There were of course a number of problems with this, some more obvious than others.
For educational purposes, let’s go through this as the issues are also relevant for many other situations.

The user said that the query took quite a few seconds, and was using 100% CPU time.
The table was MyISAM and had a few million rows. Nothing special, not particularly big even.

Of course, a LIKE starting with a wildcard can’t use an index. So the server has to do a full table scan. That’s not a problem, but merely a fact we need to take into account.
(Could we use say a FULLTEXT index for this? Probably not, as Browser useragent strings are very much free form so the words might not be separated the way FULLTEXT likes it. We could tune the server use different delimiters, but let’s try without all that first.)
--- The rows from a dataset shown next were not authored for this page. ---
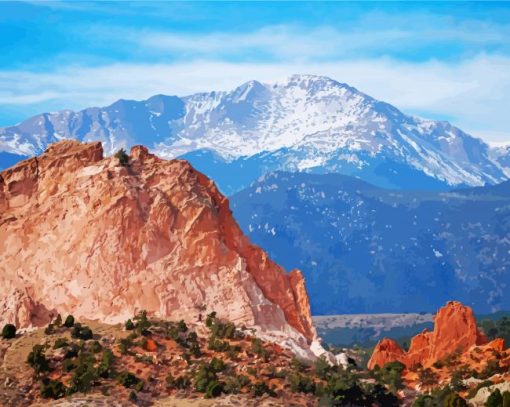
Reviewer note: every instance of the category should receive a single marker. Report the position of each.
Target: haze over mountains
(305, 123)
(364, 249)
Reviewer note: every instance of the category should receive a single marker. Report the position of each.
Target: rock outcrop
(81, 234)
(455, 331)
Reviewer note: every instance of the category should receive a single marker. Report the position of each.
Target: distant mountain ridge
(305, 123)
(364, 249)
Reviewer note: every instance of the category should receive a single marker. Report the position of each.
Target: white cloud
(474, 93)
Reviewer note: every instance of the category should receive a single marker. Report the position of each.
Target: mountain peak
(148, 216)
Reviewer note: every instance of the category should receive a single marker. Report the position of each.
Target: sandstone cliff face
(81, 234)
(455, 330)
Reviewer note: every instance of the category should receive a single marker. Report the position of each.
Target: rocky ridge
(81, 234)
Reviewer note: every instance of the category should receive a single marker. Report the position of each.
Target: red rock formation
(86, 236)
(455, 331)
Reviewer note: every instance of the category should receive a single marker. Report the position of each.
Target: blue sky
(438, 60)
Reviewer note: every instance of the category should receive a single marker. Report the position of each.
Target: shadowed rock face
(455, 331)
(81, 234)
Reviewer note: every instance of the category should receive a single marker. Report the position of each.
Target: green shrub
(142, 323)
(322, 368)
(427, 376)
(69, 322)
(82, 332)
(391, 375)
(233, 385)
(260, 388)
(129, 380)
(122, 157)
(454, 400)
(180, 382)
(214, 389)
(206, 379)
(129, 325)
(181, 326)
(37, 359)
(85, 374)
(209, 321)
(257, 347)
(491, 368)
(218, 345)
(53, 389)
(72, 351)
(474, 390)
(49, 330)
(301, 384)
(9, 331)
(105, 367)
(495, 399)
(69, 364)
(217, 365)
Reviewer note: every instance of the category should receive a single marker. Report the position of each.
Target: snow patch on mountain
(305, 123)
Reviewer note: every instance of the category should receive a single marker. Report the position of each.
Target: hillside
(103, 238)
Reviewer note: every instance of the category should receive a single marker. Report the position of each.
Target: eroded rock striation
(82, 234)
(455, 331)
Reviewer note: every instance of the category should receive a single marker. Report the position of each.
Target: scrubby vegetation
(499, 328)
(155, 357)
(9, 331)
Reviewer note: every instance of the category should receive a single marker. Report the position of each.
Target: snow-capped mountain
(500, 154)
(364, 249)
(305, 123)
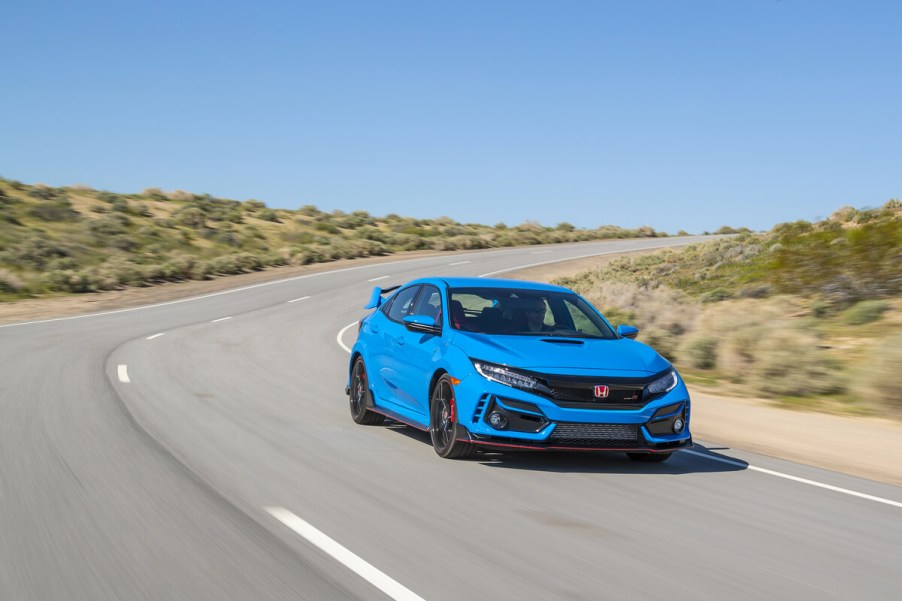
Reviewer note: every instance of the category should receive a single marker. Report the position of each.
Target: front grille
(581, 394)
(608, 435)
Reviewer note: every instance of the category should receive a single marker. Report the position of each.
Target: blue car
(505, 364)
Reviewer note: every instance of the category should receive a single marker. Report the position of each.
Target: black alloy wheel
(443, 422)
(649, 457)
(359, 394)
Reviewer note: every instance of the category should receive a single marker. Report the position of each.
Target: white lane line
(721, 459)
(350, 560)
(342, 333)
(753, 468)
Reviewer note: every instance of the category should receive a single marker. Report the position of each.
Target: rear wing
(376, 299)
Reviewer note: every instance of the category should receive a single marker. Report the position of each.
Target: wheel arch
(438, 373)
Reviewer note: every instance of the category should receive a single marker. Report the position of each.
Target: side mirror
(422, 323)
(628, 331)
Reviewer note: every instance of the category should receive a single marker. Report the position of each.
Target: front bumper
(532, 421)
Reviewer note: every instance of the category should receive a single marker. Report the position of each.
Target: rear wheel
(359, 394)
(649, 457)
(443, 422)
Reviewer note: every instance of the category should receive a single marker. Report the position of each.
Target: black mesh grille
(583, 393)
(607, 435)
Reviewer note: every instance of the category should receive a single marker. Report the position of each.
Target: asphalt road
(202, 449)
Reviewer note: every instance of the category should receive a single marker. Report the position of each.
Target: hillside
(808, 313)
(76, 239)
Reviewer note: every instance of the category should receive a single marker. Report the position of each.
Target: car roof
(457, 282)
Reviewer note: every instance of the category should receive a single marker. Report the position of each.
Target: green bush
(879, 377)
(701, 352)
(865, 312)
(662, 341)
(269, 215)
(59, 209)
(788, 363)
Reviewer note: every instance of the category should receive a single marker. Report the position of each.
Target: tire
(649, 457)
(358, 396)
(443, 428)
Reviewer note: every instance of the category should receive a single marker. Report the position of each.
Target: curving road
(202, 449)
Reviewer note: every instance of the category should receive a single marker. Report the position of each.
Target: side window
(430, 303)
(403, 303)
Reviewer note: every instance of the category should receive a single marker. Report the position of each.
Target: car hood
(576, 356)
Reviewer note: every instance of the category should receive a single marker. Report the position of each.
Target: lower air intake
(600, 433)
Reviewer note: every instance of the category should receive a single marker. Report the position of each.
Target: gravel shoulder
(858, 446)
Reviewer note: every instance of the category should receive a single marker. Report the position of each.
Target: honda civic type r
(506, 364)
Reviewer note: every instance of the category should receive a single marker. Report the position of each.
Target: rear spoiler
(376, 297)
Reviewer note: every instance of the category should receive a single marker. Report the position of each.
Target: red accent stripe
(563, 448)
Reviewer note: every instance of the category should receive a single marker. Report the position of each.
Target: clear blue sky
(676, 114)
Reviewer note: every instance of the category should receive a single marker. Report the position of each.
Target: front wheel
(443, 422)
(649, 457)
(359, 393)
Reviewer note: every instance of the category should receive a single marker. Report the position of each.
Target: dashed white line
(753, 468)
(350, 560)
(342, 333)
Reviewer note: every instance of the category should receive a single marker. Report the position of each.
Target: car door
(417, 352)
(383, 356)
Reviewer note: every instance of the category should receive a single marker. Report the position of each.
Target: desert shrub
(34, 252)
(124, 243)
(189, 216)
(121, 271)
(879, 377)
(179, 267)
(8, 215)
(42, 192)
(701, 352)
(662, 341)
(791, 363)
(269, 215)
(155, 194)
(617, 316)
(9, 283)
(110, 225)
(58, 209)
(110, 197)
(865, 312)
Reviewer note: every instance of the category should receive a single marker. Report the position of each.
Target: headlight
(504, 375)
(663, 384)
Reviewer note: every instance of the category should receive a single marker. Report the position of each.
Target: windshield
(525, 313)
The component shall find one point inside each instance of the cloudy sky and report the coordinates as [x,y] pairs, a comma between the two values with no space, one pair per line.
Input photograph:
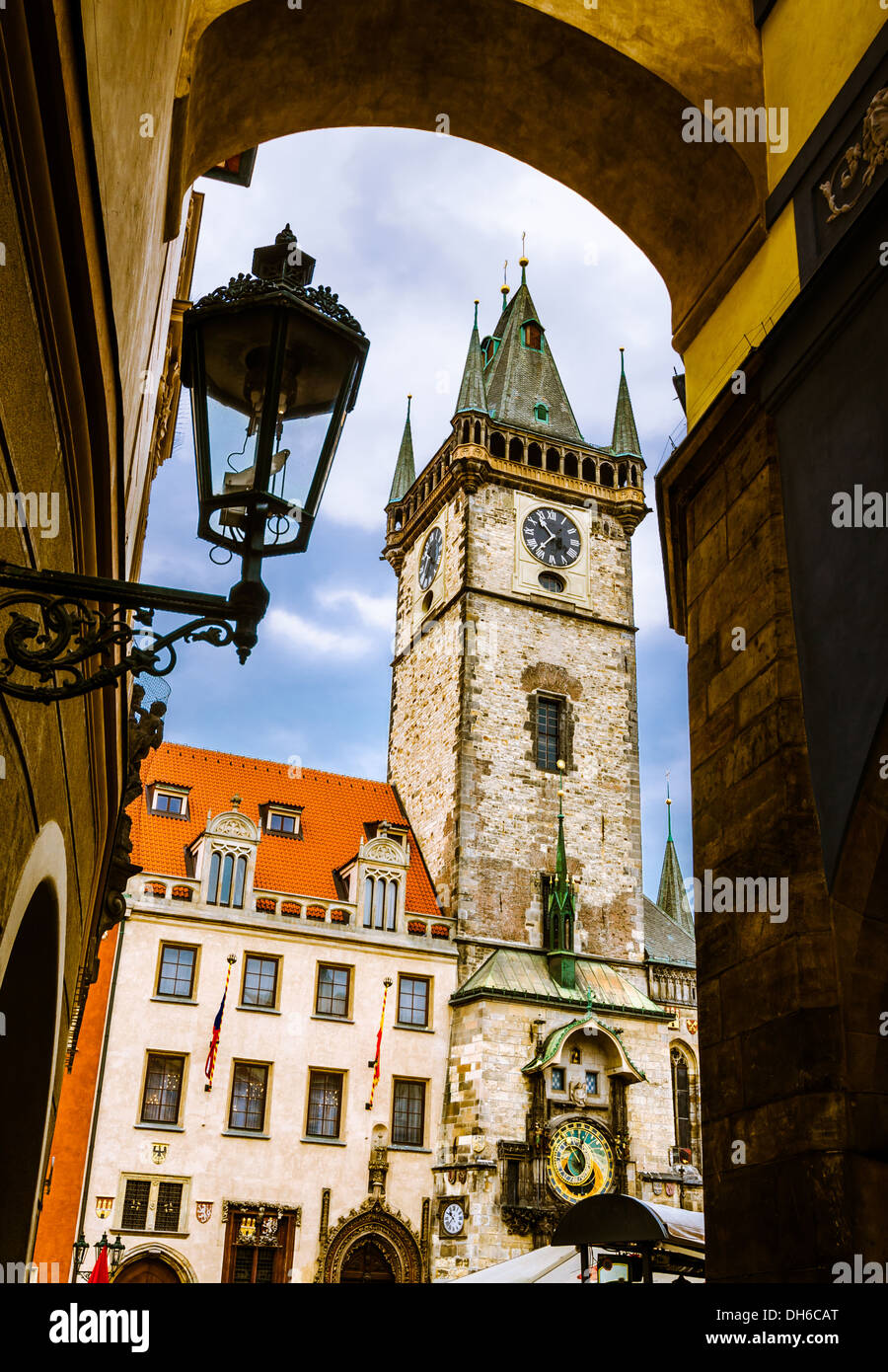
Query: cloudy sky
[409,228]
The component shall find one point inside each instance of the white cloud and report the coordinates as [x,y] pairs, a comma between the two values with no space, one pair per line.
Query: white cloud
[374,611]
[301,636]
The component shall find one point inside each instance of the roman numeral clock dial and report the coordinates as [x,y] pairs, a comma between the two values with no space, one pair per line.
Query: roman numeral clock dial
[551,537]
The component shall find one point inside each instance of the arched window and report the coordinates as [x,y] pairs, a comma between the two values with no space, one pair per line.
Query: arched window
[241,877]
[228,868]
[213,882]
[681,1098]
[392,904]
[379,903]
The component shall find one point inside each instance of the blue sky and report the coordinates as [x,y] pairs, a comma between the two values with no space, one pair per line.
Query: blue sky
[409,228]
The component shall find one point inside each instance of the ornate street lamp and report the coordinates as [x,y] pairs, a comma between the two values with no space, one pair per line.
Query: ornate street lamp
[273,365]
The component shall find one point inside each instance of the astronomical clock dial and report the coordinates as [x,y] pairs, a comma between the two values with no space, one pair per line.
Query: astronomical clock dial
[453,1219]
[430,559]
[579,1163]
[551,537]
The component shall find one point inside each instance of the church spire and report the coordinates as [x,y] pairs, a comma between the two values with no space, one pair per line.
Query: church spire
[406,471]
[625,440]
[473,396]
[522,382]
[671,896]
[560,907]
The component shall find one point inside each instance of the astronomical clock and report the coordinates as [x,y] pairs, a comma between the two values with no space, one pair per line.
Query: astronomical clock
[579,1161]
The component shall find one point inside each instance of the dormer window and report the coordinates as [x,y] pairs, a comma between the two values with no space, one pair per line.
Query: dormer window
[532,335]
[279,819]
[169,800]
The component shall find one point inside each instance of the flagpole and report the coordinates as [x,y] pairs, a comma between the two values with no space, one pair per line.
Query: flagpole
[374,1063]
[217,1028]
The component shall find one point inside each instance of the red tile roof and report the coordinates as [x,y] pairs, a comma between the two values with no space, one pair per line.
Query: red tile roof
[333,812]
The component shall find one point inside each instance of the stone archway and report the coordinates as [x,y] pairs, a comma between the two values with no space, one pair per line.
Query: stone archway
[368,1242]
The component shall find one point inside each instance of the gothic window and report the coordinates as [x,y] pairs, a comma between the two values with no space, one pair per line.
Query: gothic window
[550,720]
[248,1097]
[324,1105]
[413,1002]
[407,1112]
[162,1090]
[333,985]
[178,971]
[259,982]
[381,901]
[228,875]
[681,1098]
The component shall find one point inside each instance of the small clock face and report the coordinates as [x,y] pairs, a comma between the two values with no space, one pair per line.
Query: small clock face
[579,1163]
[431,558]
[551,537]
[453,1219]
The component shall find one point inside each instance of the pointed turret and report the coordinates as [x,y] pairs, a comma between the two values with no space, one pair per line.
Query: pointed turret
[625,442]
[473,396]
[406,471]
[671,896]
[560,907]
[522,382]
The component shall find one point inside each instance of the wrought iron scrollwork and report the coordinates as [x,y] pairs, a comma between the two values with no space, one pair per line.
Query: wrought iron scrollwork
[56,645]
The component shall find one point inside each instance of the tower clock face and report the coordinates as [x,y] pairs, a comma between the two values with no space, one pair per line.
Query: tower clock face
[551,537]
[579,1163]
[430,559]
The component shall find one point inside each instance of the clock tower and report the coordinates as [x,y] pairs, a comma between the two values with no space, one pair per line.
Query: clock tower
[515,649]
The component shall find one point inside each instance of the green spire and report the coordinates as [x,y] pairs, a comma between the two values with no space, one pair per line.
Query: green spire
[561,907]
[406,471]
[625,433]
[519,376]
[473,396]
[671,896]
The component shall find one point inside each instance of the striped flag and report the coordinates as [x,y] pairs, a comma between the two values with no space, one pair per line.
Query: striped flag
[379,1044]
[217,1028]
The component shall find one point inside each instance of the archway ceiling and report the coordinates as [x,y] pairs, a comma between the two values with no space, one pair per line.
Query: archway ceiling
[592,98]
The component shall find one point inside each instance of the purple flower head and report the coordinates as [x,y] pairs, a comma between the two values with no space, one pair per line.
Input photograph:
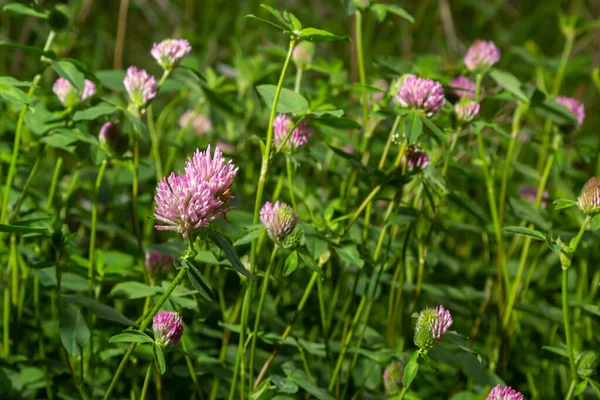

If you’re doing a full table scan, you want to reduce disk I/O to minimize overhead. So, 1) you want your rows to be as short as possible, and 2) you want read big chunks of data for each OS disk read. For MyISAM, you can do the latter with
SET SESSION read_buffer_size=26214400 (that’s about 25MB)
We just do this inside this connection, because this buffer would be allocated for each connection… you wouldn’t have enough memory to do this globally.

That actually brings us to the 100% CPU use thing. Generally, if a query takes a bit longer, it would still not use 100% CPU use, for instance because much of the issue will be disk-bound so the CPU should just be waiting.
100% CPU use often happens with bad builds (bad threading libraries), but in this case the answer was simpler… the user had set the read_buffer_size on the GLOBAL level. So what happened? The operating system was swapping like crazy! That’s what happens if you allocate more memory than you have physically. You really want to always make sure that your server does not swap. If you have an Apache and a MySQL server on the same machine, this can become quite tricky as Apache 1.3 is a memory hog and MySQL of course likes to be tuned for optimal performance by increasing various buffers/caches. So anyway, this problem was easily resolved.

At this point the query ran reasonably well, but the user would repeat it about 7 times… one for Mac, one for Linux, and so on. How to optimize that? It would be nice to do it all in a single query:

  SELECT SUM(IF(useragent LIKE "%Mac%",1,0)) AS Mac,
         SUM(IF(useragent LIKE "%Linux%",1,0)) AS Linux, ....
    FROM hits

What this does may not be immediately obvious to you, but I’ll leave you to ponder (and try!) that as homework 😉

And, no WHERE clause? Well, I figured the table scan is happening anyway, with each row checked for the specified patterns. A WHERE clause only makes sense if it reduces the number of rows the server needs to look at, and here we can expect most if not all rows to have a useragent pattern we want. So a WHERE would actually slow us down.

Someone then asked… would it make sense to copy the data to a MEMORY table and do the analysis there? Answer… unless you really do have to do multiple queries on the same dataset you’d just be doing more data shuffling rather than less, so: no.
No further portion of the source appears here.